Many ski areas today have “sidecountry” terrain, off-piste ridges, alpine bowls and soaring mountaintops, reachable only by hikes from the chairlift. Ski patrol blasts for avalanche risk and keeps an eye on the area, making it safer than the true backcountry, but the effort of hiking keeps most skiers away and preserves the powder.
And it’s usually worth the effort. Because, for the hardcore and the hard-up for powder, the top of the chair is only the beginning of the journey.
Here are some of the best sidecountry areas at Colorado resorts.
Serenity Bowl, Breckenridge
The newest addition to this massive resort, Peak 6 offers classic Breck runs: long, wide-open and mellow.

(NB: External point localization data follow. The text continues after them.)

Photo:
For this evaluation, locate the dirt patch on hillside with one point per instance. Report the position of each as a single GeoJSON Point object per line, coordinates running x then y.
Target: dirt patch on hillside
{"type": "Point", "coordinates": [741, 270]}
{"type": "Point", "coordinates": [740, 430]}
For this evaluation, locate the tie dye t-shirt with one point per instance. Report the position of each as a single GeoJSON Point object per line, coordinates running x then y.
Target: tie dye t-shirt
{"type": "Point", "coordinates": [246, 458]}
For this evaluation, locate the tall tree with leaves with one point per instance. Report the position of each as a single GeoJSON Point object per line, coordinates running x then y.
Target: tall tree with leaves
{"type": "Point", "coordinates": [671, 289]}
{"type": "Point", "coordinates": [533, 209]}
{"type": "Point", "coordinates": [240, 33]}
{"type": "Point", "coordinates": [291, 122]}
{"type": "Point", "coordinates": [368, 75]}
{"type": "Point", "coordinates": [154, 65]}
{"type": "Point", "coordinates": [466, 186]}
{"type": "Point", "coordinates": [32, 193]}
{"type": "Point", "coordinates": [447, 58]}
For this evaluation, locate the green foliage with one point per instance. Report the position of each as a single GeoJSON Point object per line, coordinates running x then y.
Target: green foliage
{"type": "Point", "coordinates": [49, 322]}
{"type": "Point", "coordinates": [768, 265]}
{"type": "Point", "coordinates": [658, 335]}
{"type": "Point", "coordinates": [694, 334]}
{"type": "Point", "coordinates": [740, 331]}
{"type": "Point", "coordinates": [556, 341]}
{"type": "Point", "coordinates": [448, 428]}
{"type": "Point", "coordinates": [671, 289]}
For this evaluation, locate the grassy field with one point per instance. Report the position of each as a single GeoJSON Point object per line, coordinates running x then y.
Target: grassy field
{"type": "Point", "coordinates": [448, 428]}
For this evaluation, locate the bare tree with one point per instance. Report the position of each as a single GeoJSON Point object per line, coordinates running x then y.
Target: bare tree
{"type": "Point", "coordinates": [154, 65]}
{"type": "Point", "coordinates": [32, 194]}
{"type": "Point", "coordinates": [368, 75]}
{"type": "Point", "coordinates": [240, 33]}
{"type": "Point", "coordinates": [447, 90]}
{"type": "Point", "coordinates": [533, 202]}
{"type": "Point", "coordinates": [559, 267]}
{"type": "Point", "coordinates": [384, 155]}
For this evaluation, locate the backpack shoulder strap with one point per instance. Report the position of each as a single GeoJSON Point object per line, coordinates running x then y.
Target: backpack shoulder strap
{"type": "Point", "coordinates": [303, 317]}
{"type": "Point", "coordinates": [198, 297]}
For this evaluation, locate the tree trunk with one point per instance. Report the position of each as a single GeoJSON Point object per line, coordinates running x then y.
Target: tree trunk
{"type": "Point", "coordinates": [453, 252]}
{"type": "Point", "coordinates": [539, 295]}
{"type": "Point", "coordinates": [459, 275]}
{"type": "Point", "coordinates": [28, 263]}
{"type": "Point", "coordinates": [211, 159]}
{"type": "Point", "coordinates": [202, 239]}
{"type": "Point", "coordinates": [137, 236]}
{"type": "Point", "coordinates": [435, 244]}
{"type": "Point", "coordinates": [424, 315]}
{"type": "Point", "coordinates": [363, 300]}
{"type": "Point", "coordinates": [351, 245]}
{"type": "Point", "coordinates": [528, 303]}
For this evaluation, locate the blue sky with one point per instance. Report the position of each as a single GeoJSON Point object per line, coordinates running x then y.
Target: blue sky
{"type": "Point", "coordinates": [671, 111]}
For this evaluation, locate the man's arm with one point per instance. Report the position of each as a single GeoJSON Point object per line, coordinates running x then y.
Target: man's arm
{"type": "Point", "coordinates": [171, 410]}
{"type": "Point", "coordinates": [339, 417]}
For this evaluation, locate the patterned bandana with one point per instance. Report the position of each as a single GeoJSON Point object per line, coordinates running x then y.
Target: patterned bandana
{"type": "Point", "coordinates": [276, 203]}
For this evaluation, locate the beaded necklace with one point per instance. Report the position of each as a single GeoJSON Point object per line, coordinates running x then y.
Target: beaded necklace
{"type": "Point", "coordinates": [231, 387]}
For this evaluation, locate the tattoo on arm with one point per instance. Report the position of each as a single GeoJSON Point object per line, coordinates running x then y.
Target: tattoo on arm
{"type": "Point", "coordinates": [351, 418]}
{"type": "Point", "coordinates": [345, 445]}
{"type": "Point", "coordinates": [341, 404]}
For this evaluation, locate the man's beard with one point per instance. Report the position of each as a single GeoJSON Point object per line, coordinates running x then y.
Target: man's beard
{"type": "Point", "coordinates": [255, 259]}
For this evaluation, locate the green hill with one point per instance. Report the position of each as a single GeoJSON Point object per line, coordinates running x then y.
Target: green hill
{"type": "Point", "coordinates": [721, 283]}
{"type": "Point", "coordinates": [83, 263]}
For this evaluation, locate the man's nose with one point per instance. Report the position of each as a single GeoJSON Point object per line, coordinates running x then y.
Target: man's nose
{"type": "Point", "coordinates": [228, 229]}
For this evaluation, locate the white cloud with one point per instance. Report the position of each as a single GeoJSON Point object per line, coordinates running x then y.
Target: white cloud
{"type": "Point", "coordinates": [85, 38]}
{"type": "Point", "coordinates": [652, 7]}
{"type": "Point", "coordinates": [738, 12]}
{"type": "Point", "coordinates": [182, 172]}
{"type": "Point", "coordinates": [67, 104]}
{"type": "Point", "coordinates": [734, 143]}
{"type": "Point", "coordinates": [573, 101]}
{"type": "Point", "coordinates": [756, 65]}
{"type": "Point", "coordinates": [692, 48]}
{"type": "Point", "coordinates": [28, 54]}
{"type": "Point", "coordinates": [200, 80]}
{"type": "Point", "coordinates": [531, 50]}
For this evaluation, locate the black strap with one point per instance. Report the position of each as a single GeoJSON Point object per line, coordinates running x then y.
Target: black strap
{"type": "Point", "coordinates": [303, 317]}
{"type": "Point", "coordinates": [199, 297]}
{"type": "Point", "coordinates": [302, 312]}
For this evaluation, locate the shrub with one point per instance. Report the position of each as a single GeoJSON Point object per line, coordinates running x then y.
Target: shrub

Then there’s Serenity Bowl. Reached by a short hike from the top of the Kensho Superchair, its wide chutes will thrill you even as the steep terrain tries to spill you.
Horseshoe Bowl, Wolf Creek
This hike is a serious commitment, about 45 minutes out of your day, but worth it. From the top of Alberta Chair you hike up the Knife Ridge and then left on a long traverse with steep dropoffs that will make your head spin if you look down. Then hop onto the free Horseshoe Bowl Snowcat if it’s running and this remote alpine paradise is all yours. It’s a short drop down the steep open bowl then what feels like an endless tree run back to the lift.
Mirkwood Basin, Monarch Mountain
Central Colorado’s Monarch Mountain expanded to include this terrain in recent years. It’s a tough hike from the top of Breezeway Chair, 20 minutes up a steep groomed road and you might have to pull over for the folks who paid a bundle for a daylong snowcat tour. But up here you’ll find short but sweet drops and all the powder you can choke on in the trees while heading back to the chair.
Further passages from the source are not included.